Basler Fasnacht

Tausende Binggis ziehen durch die Basler Innenstadt

Am Donnerstagabend fand in Basel ein grosser Kinderumzug statt.

«Astronauten!» «Bauarbeiter!» «Ui, eine Gugge!» Vor dem Basler Münster wippt ein Bienenschwarm zum angestimmten «The Lions Sleep Tonight» und schwenkt die selbstgemalten Blumen. Die Kinderschar gehört zum Theodorsschulhaus. Heute, an der Basler Schuelfasnacht in der Innenstadt, spielen sie das Sujet Biodiversität aus. Die Kleinsten sind Urban Gardener, dann kommen Bienen; die Grösseren laufen als Ozean. Dazwischen versuchen die Lehrerinnen im Imker-Kostüm, die Gruppe beisammen zu halten. Das klappt recht gut, nur die Drittklässer - sie laufen als rote Käfer - haben es nicht mehr zum Yystoo auf den Münsterplatz geschafft. Die Druggedde war schlicht zu gross. Von der Primarstufe Theodor nehmen gegen 400 Kinder und Jugendliche teil. Insgesamt sind es wohl über Zehntausend. Zwischen jeder Schule läuft eine Clique oder Gugge mit. 
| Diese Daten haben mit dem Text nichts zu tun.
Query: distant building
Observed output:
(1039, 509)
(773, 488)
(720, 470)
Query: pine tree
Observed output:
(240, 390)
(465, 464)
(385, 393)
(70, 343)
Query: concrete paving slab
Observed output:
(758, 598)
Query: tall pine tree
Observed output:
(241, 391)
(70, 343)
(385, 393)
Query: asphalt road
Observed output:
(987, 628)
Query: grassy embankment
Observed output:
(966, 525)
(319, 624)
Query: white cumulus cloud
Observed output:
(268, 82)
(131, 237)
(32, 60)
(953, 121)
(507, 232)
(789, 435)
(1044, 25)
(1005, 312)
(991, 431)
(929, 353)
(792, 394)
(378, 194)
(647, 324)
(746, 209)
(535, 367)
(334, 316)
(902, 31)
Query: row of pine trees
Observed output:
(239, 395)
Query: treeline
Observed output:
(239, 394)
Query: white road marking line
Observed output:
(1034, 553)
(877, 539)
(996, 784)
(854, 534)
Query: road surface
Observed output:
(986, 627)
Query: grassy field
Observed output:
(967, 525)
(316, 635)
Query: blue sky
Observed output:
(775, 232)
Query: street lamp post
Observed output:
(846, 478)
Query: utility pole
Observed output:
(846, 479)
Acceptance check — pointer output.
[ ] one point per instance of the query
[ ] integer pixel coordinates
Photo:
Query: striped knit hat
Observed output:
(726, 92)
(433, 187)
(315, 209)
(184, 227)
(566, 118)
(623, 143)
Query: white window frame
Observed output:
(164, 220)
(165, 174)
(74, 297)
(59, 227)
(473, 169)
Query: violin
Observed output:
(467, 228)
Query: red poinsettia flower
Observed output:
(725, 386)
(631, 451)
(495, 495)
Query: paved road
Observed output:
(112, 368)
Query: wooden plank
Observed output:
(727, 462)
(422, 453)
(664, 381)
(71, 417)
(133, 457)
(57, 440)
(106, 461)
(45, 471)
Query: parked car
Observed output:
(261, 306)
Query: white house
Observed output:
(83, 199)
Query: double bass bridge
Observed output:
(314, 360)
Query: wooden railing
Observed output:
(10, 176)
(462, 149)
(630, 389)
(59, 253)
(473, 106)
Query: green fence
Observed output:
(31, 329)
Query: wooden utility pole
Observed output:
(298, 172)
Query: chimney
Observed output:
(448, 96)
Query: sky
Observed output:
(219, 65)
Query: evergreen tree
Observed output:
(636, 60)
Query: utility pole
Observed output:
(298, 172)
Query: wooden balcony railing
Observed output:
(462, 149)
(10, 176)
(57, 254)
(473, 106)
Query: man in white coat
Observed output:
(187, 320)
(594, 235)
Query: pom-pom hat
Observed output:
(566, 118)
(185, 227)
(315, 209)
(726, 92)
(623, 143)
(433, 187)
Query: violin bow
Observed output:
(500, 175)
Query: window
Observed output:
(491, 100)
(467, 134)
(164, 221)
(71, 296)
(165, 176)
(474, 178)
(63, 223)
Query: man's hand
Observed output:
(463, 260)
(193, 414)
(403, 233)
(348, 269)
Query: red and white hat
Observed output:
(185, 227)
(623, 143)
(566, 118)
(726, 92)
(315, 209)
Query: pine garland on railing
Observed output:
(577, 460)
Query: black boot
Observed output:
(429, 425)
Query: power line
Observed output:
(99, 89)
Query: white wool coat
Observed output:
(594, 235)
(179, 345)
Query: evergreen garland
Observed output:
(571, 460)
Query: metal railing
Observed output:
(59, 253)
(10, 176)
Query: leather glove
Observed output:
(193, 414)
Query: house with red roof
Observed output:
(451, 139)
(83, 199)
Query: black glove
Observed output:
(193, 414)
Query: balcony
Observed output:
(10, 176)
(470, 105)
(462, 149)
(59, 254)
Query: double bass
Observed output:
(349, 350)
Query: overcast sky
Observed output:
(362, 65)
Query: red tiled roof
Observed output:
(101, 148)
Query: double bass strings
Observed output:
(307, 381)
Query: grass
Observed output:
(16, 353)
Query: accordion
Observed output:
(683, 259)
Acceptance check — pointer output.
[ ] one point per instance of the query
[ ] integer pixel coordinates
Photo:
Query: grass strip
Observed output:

«Wir sind selber wahnsinnig aufgeregt», erzählt Primarlehrerin Andrea Kaufmann. Kein Wunder: Seit Weihnachten basteln die Schülerinnen und Schüler an ihren Larven und Kostümen. Der Zug sieht super aus, das wissen auch die Kinder. Viele haben schon lange vor dem Ablaufen die Larve aufgesetzt. Sicher ist sicher. 

BVB Betriebsänderung aufgrund Schuelfasnacht

BVB Betriebsänderung aufgrund Schuelfasnacht

«Er hat sich als Regierungsrat verkleidet»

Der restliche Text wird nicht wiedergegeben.